Ce n’est pas un abandon, mais cela y ressemble. Après une réunion à l’Elysée, les présidents des groupes parlementaires de la majorité à l’Assemblée nationale ont ouvert une porte de sortie à la crise politique autour de la proposition de loi sur la « sécurité globale ».
Lors d’une conférence de presse, Christophe Castaner, président du groupe La République en marche (LRM) à l’Assemblée nationale, et ses collègues du MoDem, Patrick Mignola, et du groupe Agir, Olivier Becht, ont annoncé, lundi 30 novembre, la réécriture complète de l’article 24 de cette proposition de loi contre laquelle des dizaines de milliers de personnes ont manifesté samedi en France au nom de la liberté d’informer. Aucun détail n’a toutefois été donné sur les modalités pratiques de cette réécriture, la proposition de loi « sécurité globale » ayant déjà été adoptée en première lecture à l’Assemblée nationale et transmise au Sénat.
« Ce n’est ni un retrait ni une suspension »
« Nous allons proposer une nouvelle écriture complète de l’article 24. (…) Cette nouvelle rédaction sera conduite dans le cadre d’un travail collectif aux trois groupes parlementaires de la majorité », a déclaré M. Castaner, alors que les députés ont déjà donné leur feu vert à la proposition de loi dans laquelle est cet article, mercredi 25 novembre.
« Nous savons que des doutes persistent encore » et « nous devons éteindre ces doutes », car « lorsqu’une telle incompréhension ne cesse de s’intensifier sur un sujet aussi fondamental nous avons le devoir de nous interroger collectivement », a-t-il justifié lors de cette conférence de presse au Palais-Bourbon. « Ce n’est ni un retrait ni une suspension, mais une réécriture totale du texte », a affirmé M. Castaner, en parlant d’« une proposition que [les trois groupes parlementaires feront] au gouvernement ».
Dès lundi soir, « nous rencontrerons le premier ministre et les membres du gouvernement concernés pour un premier échange », a poursuivi M. Castaner. « Nous pourrons alors, dans ce cadre et dans le cadre de nos prérogatives constitutionnelles respectives, discuter du véhicule législatif et du calendrier ».
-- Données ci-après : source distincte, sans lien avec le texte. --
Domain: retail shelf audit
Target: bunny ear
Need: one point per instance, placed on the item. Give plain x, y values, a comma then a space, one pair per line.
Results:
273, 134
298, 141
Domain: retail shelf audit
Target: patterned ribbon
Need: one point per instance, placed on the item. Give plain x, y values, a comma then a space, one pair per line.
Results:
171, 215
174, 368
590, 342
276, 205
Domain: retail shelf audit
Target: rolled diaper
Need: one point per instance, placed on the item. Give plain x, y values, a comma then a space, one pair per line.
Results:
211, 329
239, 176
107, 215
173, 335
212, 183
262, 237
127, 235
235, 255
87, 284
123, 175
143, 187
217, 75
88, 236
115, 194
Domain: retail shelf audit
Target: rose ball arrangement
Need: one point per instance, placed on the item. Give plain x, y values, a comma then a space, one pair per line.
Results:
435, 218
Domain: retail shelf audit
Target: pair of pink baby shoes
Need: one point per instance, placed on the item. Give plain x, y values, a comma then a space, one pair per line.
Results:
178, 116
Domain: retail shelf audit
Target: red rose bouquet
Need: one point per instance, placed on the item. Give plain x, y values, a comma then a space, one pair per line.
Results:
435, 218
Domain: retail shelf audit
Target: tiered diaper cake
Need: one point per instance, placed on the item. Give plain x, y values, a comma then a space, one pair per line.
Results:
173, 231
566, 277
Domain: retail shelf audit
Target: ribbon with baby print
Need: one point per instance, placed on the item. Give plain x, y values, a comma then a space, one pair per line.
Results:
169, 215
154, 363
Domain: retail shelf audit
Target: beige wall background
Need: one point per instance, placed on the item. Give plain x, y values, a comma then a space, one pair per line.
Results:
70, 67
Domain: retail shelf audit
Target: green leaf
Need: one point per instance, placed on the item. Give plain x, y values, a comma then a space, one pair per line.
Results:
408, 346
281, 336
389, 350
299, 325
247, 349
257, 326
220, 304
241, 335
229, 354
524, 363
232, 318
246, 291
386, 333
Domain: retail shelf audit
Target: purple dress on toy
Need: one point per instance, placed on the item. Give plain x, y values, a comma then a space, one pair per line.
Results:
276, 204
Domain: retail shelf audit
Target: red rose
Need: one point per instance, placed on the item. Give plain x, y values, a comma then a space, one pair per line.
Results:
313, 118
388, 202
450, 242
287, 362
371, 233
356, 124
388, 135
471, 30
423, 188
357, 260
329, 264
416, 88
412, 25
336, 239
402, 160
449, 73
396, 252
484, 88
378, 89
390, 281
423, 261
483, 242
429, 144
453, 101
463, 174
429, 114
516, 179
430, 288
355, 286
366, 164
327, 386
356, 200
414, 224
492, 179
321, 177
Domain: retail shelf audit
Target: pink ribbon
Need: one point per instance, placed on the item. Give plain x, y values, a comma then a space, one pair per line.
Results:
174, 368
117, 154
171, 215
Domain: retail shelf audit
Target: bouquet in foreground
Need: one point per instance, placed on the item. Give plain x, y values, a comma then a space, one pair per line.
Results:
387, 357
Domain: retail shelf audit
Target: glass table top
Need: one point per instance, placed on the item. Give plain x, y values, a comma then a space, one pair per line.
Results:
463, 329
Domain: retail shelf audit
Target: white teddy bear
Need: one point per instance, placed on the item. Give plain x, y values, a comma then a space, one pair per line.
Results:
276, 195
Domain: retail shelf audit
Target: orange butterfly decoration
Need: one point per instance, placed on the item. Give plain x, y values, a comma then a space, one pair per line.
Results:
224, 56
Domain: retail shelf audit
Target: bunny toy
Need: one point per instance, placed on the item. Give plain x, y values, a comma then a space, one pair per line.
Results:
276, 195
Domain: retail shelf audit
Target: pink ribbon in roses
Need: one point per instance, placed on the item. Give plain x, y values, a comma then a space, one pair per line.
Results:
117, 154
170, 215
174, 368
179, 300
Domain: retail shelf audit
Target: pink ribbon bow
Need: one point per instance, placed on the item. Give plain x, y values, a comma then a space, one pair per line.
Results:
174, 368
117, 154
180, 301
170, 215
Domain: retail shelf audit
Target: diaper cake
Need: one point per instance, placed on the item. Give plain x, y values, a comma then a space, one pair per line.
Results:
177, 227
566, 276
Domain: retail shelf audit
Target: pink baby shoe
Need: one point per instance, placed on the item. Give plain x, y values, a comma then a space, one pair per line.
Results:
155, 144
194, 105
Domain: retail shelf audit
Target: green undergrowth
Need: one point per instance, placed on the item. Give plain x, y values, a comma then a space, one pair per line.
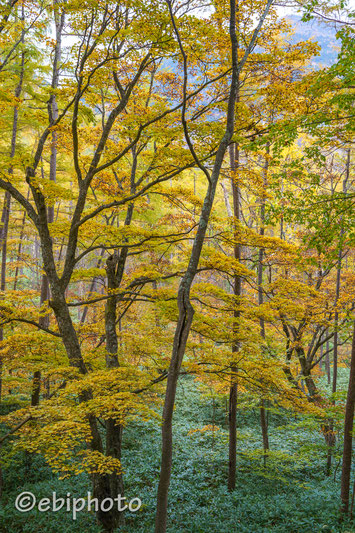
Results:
291, 494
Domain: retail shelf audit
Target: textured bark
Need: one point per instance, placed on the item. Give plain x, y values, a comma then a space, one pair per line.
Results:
185, 308
348, 434
263, 418
237, 291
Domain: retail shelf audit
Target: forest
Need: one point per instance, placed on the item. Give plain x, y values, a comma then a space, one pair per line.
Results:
177, 283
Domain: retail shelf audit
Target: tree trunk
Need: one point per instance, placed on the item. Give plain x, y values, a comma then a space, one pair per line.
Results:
348, 434
185, 308
237, 289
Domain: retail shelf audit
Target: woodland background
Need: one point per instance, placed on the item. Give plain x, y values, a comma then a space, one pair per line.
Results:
177, 229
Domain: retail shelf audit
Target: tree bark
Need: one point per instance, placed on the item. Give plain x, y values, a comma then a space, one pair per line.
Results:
348, 434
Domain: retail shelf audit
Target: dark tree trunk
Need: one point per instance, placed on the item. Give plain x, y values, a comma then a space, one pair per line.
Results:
348, 433
237, 290
185, 308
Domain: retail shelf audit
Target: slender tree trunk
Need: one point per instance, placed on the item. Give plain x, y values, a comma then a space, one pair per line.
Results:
263, 418
348, 434
185, 308
237, 289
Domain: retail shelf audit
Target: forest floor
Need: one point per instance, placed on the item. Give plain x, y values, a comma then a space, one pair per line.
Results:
291, 494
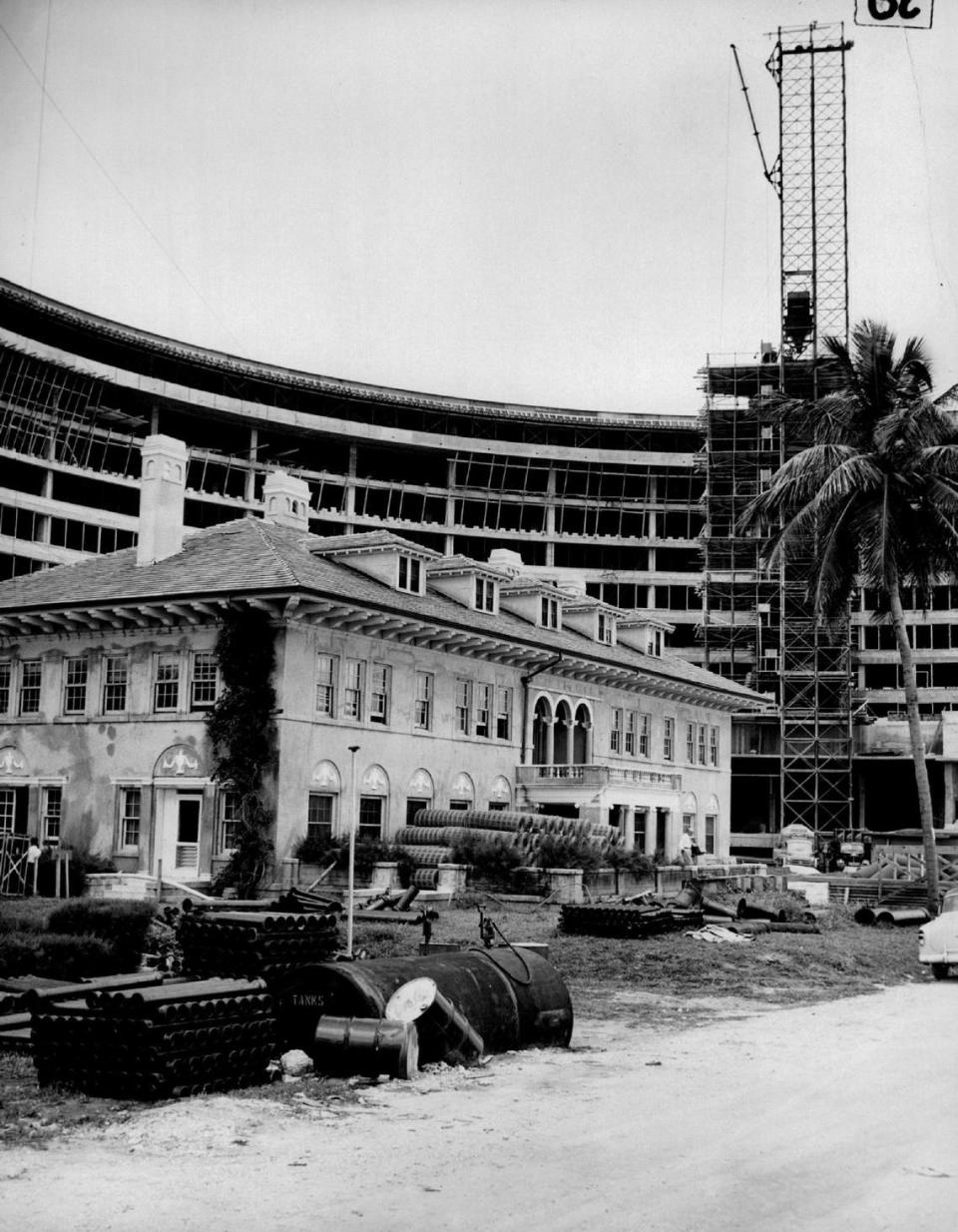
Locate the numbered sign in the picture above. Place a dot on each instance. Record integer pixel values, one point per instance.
(911, 14)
M. Becht, président du groupe Agir à l’Assemblée, a évoqué la possibilité de recycler l’article 24 dans le projet de loi contre les « séparatismes », dont l’article 25 reprend l’esprit de la mesure, selon des responsables de la majorité. « C’est un premier recul. Mais nous voulons le retrait de cet article et de toute la loi “sécurite globale” », a réagi le secrétaire national du Parti communiste français (PCF), le député Fabien Roussel ; le groupe La France insoumise (LFI) réclame également la suppression pure et simple de la proposition de loi. « L’exécutif et sa majorité vont d’erreur en erreur », a estimé le président des sénateurs Les Républicains (LR), Bruno Retailleau, ajoutant que la réécriture de l’article « dépend désormais du Sénat ».
Darmanin auditionné à l’Assemblée
L’article 24, qui interdit la diffusion d’images des membres des forces de l’ordre dans l’intention de nuire à leur intégrité « physique ou psychique », est vigoureusement dénoncé depuis la mi-novembre par les syndicats de journalistes et les groupes de défense des droits humains, qui y voient une grave atteinte à la liberté de la presse.
Le débat sur l’article 24 a été alimenté la semaine dernière par la diffusion des images de l’interpellation brutale d’un producteur de musique, Michel Zecler, par des policiers le 21 novembre à Paris. Emmanuel Macron a estimé vendredi soir que cette violente interpellation relevait d’une « agression », dont les images « font honte », et demandé au gouvernement de travailler à une réaffirmation du « lien de confiance » entre la population et les forces de l’ordre.
De son côté, le ministre de l’intérieur, Gérald Darmanin, sera entendu lundi à 18 h 15 par la commission des lois de l’Assemblée nationale, après une visioconférence à huis clos en matinée avec les membres LRM de cette commission, puis mardi à 17 heures avec l’ensemble du groupe.